Baby’s on the way and you’re trying to decide whether to breastfeed. Debunking these common breastfeeding myths, supplied by HealthyChildren.org and FitPregnancy, will help you make an informed decision.
Myth No. 1: You can’t get pregnant while breastfeeding. Although it’s true that breastfeeding delays the return of a mother’s menstrual cycle, which would naturally extend the amount of time between pregnancies, breastfeeding is not a reliable form of contraception.
Myth No. 2: You need to toughen your nipples before breastfeeding. It is not clear exactly what one would do to toughen nipples, but it sounds uncomfortable and is unnecessary. Nipple toughening occurs naturally as a result of giving birth.
Myth No. 3: Small breasts don’t produce as much milk as large breasts. Human intuition often associates large breasts with large amounts of milk production. Intuition, in this instance, is wrong. Small breasts produce just as much milk as large breasts.
Myth No. 4: Breastfeeding ruins the shape of your breasts. Age, weight gain and gravity affect the shape of your breasts more than breastfeeding. Most women discover that their breasts return to pre-pregnancy shape and size after they stop nursing.
Myth No. 5: Breastfeeding mothers can only eat bland food. What goes into the mom eventually goes into the baby, but that doesn’t mean spicy food gives your baby indigestion or cabbage and broccoli lead to a gassy baby. Potentially upsetting elements in food are broken down during the digestive process and should not harm the baby.

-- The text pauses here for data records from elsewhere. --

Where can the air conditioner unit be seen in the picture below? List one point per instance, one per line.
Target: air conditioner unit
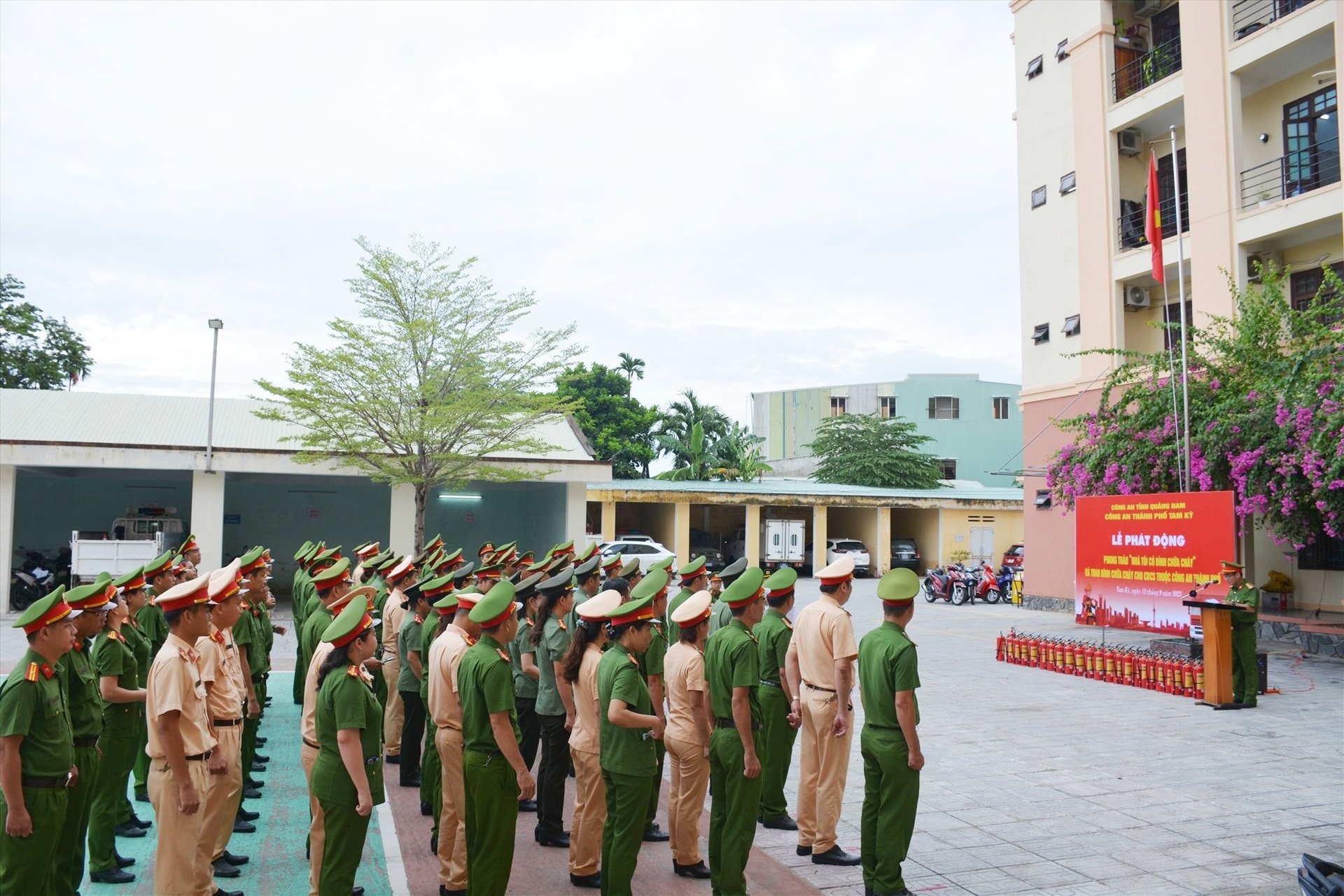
(1136, 298)
(1130, 141)
(1262, 260)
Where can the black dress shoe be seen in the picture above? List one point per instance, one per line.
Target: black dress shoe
(225, 869)
(835, 856)
(698, 869)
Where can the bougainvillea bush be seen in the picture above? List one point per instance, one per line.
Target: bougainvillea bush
(1266, 416)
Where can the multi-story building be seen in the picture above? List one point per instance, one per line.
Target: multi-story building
(1250, 89)
(974, 424)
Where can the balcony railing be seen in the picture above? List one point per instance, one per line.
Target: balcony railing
(1250, 16)
(1298, 172)
(1132, 216)
(1151, 67)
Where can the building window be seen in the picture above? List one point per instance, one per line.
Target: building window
(944, 407)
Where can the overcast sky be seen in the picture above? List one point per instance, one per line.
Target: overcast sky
(748, 197)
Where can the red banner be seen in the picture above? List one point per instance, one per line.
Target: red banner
(1139, 556)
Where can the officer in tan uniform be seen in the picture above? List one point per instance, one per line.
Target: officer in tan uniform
(181, 746)
(820, 671)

Myth No. 6: You need to nurse every two hours. Although some babies nurse every two hours, a baby’s feeding schedule is individual. Some eat more. Some eat less. If you’re concerned that you’re baby might not be getting enough to eat, consult your pediatrician and monitor the baby’s weight.
Myth No. 7: You should stop breastfeeding before the baby’s first birthday. Pediatricians recommend breastfeeding as the only form of nourishment for the first six months and breastfeeding for an additional six months after solid food is introduced. When to stop breastfeeding, however, is a personal decision, and many moms choose to continue breastfeeding after a year.
Myth No. 8: Giving your baby breast-pumped milk in a bottle will make it difficult to return to breastfeeding. Once the baby has mastered breastfeeding — most times in about six weeks — a baby usually can go between breastfeeding and bottle feeding without problems, especially if it’s limited to one bottle per day.